Personal information
- Full name: Henry Blair Johnson Taylor
- Born: 1 June 1875 Dalhousie, India, Punjab, British India
- Died: 29 May 1903 (aged 27) Bengeo, Hertfordshire, England
- Batting: Right-handed

Domestic team information
- 1897: Cambridge University

Career statistics
| Competition | First-class |
| Matches | 2 |
| Runs scored | 3 |
| Batting average | 1.50 |
| 100s/50s | –/– |
| Top score | 3 |
| Catches/stumpings | 1/– |
- Source: Cricinfo, 4 July 2022

= Henry Taylor (cricketer, born 1875) =

Indian-born English sportsman

Henry Blair Johnson Taylor (1 June 1875 – 29 May 1903) was an Indian-born English sportsman who played both rugby union and first-class cricket for Cambridge University in the mid-1890s. He was born at Dalhousie in British India and died at Bengeo, Hertfordshire.

Taylor was the son of General Reynell Taylor and was educated at Newton College in Devon and at Jesus College, Cambridge. Arriving at Cambridge in 1894, he was picked and awarded a Blue for The Varsity Match rugby game against Oxford University in his first year, and again in 1896, appearing as a wing three-quarter back. His first-class cricket career as a right-handed middle-order batsman lasted just a week. It consisted of two matches for Cambridge University Cricket Club, both won by Cambridge by an innings, meaning he had just two first-class innings and made only three runs.
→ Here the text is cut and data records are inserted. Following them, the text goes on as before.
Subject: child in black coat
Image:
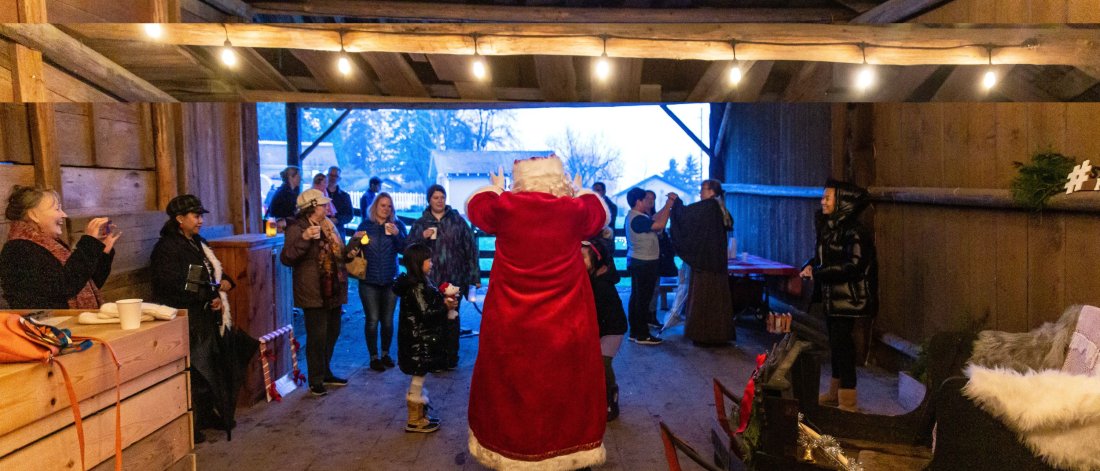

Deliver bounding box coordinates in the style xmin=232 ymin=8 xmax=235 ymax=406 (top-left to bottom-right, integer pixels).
xmin=394 ymin=243 xmax=458 ymax=434
xmin=581 ymin=237 xmax=627 ymax=421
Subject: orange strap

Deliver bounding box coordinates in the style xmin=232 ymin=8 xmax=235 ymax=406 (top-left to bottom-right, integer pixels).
xmin=58 ymin=336 xmax=122 ymax=471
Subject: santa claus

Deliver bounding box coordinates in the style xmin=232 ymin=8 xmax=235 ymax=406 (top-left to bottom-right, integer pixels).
xmin=466 ymin=155 xmax=609 ymax=470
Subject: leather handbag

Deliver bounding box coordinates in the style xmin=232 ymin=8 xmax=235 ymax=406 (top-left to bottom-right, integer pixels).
xmin=347 ymin=254 xmax=366 ymax=280
xmin=0 ymin=311 xmax=122 ymax=471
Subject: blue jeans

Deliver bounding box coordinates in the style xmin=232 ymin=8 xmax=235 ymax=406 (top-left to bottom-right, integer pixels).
xmin=359 ymin=283 xmax=397 ymax=359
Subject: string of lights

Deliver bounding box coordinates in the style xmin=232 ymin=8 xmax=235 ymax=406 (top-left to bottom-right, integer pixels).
xmin=162 ymin=23 xmax=1038 ymax=91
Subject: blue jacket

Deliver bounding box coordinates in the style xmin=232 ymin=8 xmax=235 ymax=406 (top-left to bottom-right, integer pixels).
xmin=350 ymin=219 xmax=408 ymax=285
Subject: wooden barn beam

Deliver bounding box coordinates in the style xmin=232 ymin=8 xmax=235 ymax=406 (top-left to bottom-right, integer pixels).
xmin=360 ymin=53 xmax=428 ymax=98
xmin=851 ymin=0 xmax=952 ymax=24
xmin=535 ymin=56 xmax=578 ymax=101
xmin=26 ymin=103 xmax=62 ymax=195
xmin=783 ymin=0 xmax=949 ymax=101
xmin=290 ymin=50 xmax=380 ymax=95
xmin=240 ymin=90 xmax=471 ymax=105
xmin=0 ymin=23 xmax=176 ymax=101
xmin=8 ymin=43 xmax=48 ymax=103
xmin=66 ymin=23 xmax=1100 ymax=66
xmin=150 ymin=103 xmax=179 ymax=208
xmin=252 ymin=0 xmax=854 ymax=23
xmin=15 ymin=0 xmax=47 ymax=23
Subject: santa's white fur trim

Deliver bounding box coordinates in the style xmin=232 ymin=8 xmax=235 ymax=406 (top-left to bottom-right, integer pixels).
xmin=576 ymin=189 xmax=615 ymax=228
xmin=963 ymin=364 xmax=1100 ymax=470
xmin=462 ymin=185 xmax=504 ymax=215
xmin=201 ymin=243 xmax=233 ymax=336
xmin=470 ymin=430 xmax=607 ymax=471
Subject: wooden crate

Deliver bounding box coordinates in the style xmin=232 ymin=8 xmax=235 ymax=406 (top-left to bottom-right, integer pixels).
xmin=0 ymin=310 xmax=194 ymax=470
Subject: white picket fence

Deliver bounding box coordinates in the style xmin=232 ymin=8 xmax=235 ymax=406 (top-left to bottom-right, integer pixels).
xmin=348 ymin=191 xmax=428 ymax=211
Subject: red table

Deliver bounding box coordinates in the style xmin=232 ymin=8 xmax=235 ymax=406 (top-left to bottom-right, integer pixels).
xmin=726 ymin=254 xmax=802 ymax=315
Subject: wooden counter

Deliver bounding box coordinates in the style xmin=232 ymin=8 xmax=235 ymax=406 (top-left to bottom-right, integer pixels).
xmin=208 ymin=233 xmax=294 ymax=407
xmin=0 ymin=310 xmax=195 ymax=470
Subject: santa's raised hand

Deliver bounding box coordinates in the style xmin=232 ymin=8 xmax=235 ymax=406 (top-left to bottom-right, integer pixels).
xmin=488 ymin=165 xmax=504 ymax=189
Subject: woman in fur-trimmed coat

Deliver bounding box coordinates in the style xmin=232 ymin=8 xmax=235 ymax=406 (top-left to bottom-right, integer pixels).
xmin=802 ymin=179 xmax=878 ymax=412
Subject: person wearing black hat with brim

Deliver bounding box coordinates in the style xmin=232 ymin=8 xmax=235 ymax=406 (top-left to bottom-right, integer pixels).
xmin=150 ymin=195 xmax=259 ymax=442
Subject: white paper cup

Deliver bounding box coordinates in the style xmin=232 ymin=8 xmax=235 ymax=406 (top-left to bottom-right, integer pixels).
xmin=114 ymin=299 xmax=142 ymax=330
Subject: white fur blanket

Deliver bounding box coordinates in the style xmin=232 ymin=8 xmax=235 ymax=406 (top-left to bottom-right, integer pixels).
xmin=963 ymin=364 xmax=1100 ymax=471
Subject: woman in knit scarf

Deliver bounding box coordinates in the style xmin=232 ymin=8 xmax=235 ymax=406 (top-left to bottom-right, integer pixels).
xmin=0 ymin=185 xmax=121 ymax=309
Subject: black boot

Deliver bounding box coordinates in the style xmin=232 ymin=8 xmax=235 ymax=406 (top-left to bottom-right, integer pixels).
xmin=607 ymin=385 xmax=618 ymax=421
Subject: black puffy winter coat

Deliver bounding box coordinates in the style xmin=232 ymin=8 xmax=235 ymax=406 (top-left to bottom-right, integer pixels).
xmin=394 ymin=273 xmax=447 ymax=376
xmin=807 ymin=182 xmax=878 ymax=317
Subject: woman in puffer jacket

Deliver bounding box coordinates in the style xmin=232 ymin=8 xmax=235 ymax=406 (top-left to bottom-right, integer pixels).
xmin=394 ymin=243 xmax=459 ymax=434
xmin=802 ymin=179 xmax=878 ymax=412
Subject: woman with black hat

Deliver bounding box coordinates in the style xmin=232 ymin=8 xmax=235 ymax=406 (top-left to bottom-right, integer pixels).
xmin=151 ymin=195 xmax=255 ymax=441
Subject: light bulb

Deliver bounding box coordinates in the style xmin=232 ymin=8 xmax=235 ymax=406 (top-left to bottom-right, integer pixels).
xmin=337 ymin=54 xmax=351 ymax=75
xmin=981 ymin=69 xmax=997 ymax=90
xmin=144 ymin=23 xmax=164 ymax=40
xmin=596 ymin=56 xmax=612 ymax=80
xmin=473 ymin=56 xmax=485 ymax=80
xmin=221 ymin=45 xmax=237 ymax=67
xmin=856 ymin=65 xmax=875 ymax=90
xmin=729 ymin=64 xmax=741 ymax=85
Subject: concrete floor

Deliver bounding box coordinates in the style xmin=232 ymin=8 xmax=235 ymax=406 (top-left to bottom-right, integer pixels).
xmin=196 ymin=287 xmax=903 ymax=471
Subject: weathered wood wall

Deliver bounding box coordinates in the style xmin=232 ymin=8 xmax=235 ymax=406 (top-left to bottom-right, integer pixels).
xmin=717 ymin=103 xmax=833 ymax=270
xmin=0 ymin=103 xmax=260 ymax=299
xmin=873 ymin=103 xmax=1100 ymax=341
xmin=914 ymin=0 xmax=1100 ymax=23
xmin=0 ymin=0 xmax=244 ymax=23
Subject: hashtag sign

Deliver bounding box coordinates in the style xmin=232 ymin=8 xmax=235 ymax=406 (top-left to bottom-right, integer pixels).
xmin=1066 ymin=161 xmax=1092 ymax=195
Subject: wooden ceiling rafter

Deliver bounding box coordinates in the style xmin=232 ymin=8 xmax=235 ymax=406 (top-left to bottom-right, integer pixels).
xmin=68 ymin=23 xmax=1100 ymax=66
xmin=0 ymin=23 xmax=176 ymax=101
xmin=252 ymin=0 xmax=855 ymax=23
xmin=783 ymin=0 xmax=950 ymax=101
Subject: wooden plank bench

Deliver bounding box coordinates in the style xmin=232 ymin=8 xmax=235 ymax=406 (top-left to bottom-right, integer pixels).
xmin=0 ymin=310 xmax=195 ymax=470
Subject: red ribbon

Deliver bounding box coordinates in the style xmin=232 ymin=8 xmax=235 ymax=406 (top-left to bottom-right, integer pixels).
xmin=737 ymin=353 xmax=768 ymax=434
xmin=267 ymin=383 xmax=283 ymax=403
xmin=290 ymin=369 xmax=306 ymax=386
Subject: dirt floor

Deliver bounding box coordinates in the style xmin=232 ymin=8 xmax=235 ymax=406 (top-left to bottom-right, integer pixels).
xmin=196 ymin=286 xmax=903 ymax=471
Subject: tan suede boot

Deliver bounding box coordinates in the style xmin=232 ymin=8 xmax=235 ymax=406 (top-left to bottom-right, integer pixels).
xmin=817 ymin=377 xmax=840 ymax=406
xmin=837 ymin=387 xmax=859 ymax=412
xmin=405 ymin=401 xmax=439 ymax=434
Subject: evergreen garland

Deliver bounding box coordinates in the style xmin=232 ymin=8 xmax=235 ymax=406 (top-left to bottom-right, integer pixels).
xmin=1010 ymin=151 xmax=1075 ymax=211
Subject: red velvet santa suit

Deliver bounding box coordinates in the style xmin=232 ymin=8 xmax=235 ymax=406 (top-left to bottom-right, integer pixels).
xmin=466 ymin=164 xmax=608 ymax=469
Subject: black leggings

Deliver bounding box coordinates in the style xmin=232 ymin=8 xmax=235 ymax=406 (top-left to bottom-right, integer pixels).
xmin=825 ymin=315 xmax=856 ymax=390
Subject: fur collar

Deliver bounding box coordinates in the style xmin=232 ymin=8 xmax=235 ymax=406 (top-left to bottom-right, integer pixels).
xmin=963 ymin=364 xmax=1100 ymax=471
xmin=199 ymin=241 xmax=233 ymax=336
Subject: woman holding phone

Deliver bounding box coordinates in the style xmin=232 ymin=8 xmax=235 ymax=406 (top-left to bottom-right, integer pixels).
xmin=0 ymin=185 xmax=122 ymax=309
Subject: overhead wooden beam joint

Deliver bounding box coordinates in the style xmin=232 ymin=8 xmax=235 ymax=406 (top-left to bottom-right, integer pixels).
xmin=0 ymin=23 xmax=176 ymax=101
xmin=64 ymin=23 xmax=1100 ymax=66
xmin=252 ymin=0 xmax=854 ymax=23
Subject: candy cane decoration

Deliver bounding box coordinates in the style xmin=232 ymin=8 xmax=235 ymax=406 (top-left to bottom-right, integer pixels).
xmin=260 ymin=325 xmax=306 ymax=402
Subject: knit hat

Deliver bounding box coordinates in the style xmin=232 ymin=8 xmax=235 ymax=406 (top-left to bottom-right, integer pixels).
xmin=298 ymin=188 xmax=332 ymax=209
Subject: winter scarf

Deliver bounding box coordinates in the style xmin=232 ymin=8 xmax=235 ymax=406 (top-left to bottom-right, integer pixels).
xmin=317 ymin=218 xmax=348 ymax=299
xmin=8 ymin=221 xmax=103 ymax=309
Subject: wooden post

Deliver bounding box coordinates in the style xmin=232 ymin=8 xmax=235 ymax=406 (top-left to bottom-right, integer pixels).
xmin=15 ymin=0 xmax=48 ymax=23
xmin=286 ymin=103 xmax=301 ymax=167
xmin=150 ymin=103 xmax=179 ymax=208
xmin=8 ymin=42 xmax=47 ymax=102
xmin=26 ymin=103 xmax=62 ymax=195
xmin=222 ymin=103 xmax=248 ymax=234
xmin=240 ymin=103 xmax=265 ymax=233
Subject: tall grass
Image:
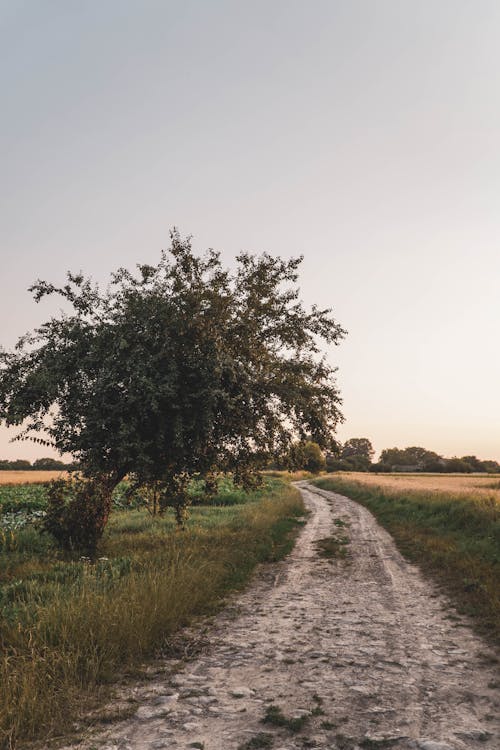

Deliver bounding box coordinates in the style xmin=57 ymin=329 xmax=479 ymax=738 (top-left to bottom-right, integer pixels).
xmin=314 ymin=477 xmax=500 ymax=643
xmin=0 ymin=481 xmax=303 ymax=748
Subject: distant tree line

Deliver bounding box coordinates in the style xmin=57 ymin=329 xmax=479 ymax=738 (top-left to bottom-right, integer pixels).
xmin=326 ymin=438 xmax=500 ymax=474
xmin=0 ymin=458 xmax=74 ymax=471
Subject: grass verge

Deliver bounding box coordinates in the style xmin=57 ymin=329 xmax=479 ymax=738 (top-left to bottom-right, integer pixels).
xmin=0 ymin=479 xmax=304 ymax=748
xmin=314 ymin=477 xmax=500 ymax=644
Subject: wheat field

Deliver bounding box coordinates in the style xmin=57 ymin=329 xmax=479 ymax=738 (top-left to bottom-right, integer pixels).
xmin=0 ymin=471 xmax=68 ymax=484
xmin=338 ymin=471 xmax=500 ymax=501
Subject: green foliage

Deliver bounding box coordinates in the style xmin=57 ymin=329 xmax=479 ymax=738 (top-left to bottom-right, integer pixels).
xmin=42 ymin=478 xmax=111 ymax=557
xmin=0 ymin=231 xmax=344 ymax=522
xmin=287 ymin=440 xmax=326 ymax=474
xmin=0 ymin=482 xmax=304 ymax=750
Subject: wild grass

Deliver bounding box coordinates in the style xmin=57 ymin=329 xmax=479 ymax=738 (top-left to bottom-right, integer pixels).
xmin=314 ymin=477 xmax=500 ymax=643
xmin=0 ymin=470 xmax=67 ymax=485
xmin=0 ymin=480 xmax=303 ymax=748
xmin=336 ymin=471 xmax=500 ymax=500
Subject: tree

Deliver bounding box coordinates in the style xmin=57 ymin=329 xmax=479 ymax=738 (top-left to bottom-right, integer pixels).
xmin=287 ymin=440 xmax=326 ymax=474
xmin=340 ymin=438 xmax=375 ymax=471
xmin=0 ymin=230 xmax=345 ymax=536
xmin=380 ymin=446 xmax=441 ymax=471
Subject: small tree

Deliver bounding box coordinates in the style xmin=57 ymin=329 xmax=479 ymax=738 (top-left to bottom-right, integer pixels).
xmin=0 ymin=231 xmax=345 ymax=540
xmin=285 ymin=440 xmax=326 ymax=474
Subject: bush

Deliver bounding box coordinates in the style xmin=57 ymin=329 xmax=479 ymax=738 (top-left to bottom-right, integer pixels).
xmin=42 ymin=478 xmax=111 ymax=557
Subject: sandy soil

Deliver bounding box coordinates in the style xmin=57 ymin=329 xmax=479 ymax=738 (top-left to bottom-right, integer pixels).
xmin=67 ymin=482 xmax=500 ymax=750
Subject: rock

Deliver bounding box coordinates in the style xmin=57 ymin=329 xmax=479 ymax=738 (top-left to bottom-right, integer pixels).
xmin=135 ymin=706 xmax=170 ymax=721
xmin=182 ymin=721 xmax=200 ymax=732
xmin=152 ymin=693 xmax=179 ymax=707
xmin=230 ymin=687 xmax=254 ymax=698
xmin=414 ymin=740 xmax=455 ymax=750
xmin=455 ymin=729 xmax=493 ymax=742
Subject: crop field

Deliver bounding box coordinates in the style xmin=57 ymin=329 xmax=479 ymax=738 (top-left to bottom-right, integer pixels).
xmin=332 ymin=471 xmax=500 ymax=500
xmin=0 ymin=471 xmax=67 ymax=485
xmin=315 ymin=472 xmax=500 ymax=643
xmin=0 ymin=477 xmax=304 ymax=748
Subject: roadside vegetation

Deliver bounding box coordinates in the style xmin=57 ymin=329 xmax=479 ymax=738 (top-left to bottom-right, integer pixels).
xmin=0 ymin=476 xmax=304 ymax=748
xmin=314 ymin=475 xmax=500 ymax=642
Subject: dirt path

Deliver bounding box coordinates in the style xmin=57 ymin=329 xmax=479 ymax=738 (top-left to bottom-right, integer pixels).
xmin=72 ymin=483 xmax=500 ymax=750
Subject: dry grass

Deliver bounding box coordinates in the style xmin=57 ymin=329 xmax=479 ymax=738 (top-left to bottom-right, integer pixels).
xmin=315 ymin=472 xmax=500 ymax=644
xmin=336 ymin=471 xmax=500 ymax=500
xmin=0 ymin=471 xmax=68 ymax=484
xmin=0 ymin=480 xmax=304 ymax=750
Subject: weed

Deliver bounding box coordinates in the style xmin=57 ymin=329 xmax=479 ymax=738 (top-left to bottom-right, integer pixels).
xmin=0 ymin=480 xmax=304 ymax=749
xmin=261 ymin=705 xmax=309 ymax=732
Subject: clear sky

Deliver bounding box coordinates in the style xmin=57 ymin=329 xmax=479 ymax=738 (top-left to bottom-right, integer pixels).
xmin=0 ymin=0 xmax=500 ymax=459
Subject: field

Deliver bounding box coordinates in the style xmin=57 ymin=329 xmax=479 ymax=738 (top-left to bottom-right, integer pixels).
xmin=0 ymin=476 xmax=303 ymax=748
xmin=315 ymin=473 xmax=500 ymax=643
xmin=332 ymin=471 xmax=500 ymax=501
xmin=0 ymin=471 xmax=67 ymax=485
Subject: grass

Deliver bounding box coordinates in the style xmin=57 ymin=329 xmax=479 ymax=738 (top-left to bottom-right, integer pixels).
xmin=0 ymin=470 xmax=67 ymax=485
xmin=261 ymin=705 xmax=309 ymax=733
xmin=314 ymin=475 xmax=500 ymax=643
xmin=0 ymin=478 xmax=304 ymax=748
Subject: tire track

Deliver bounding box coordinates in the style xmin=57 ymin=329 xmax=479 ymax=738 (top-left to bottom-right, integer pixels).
xmin=67 ymin=482 xmax=500 ymax=750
Taylor graduated from Cambridge University with a Bachelor of Arts degree in 1897. He became a schoolmaster, initially in Leamington, and then at Elstree School, but left in 1901 to join the Paget's Horse regiment for the Second Boer War. Invalided home, he resumed his educational career as a master at Bengeo school, but died from pneumonia a year later.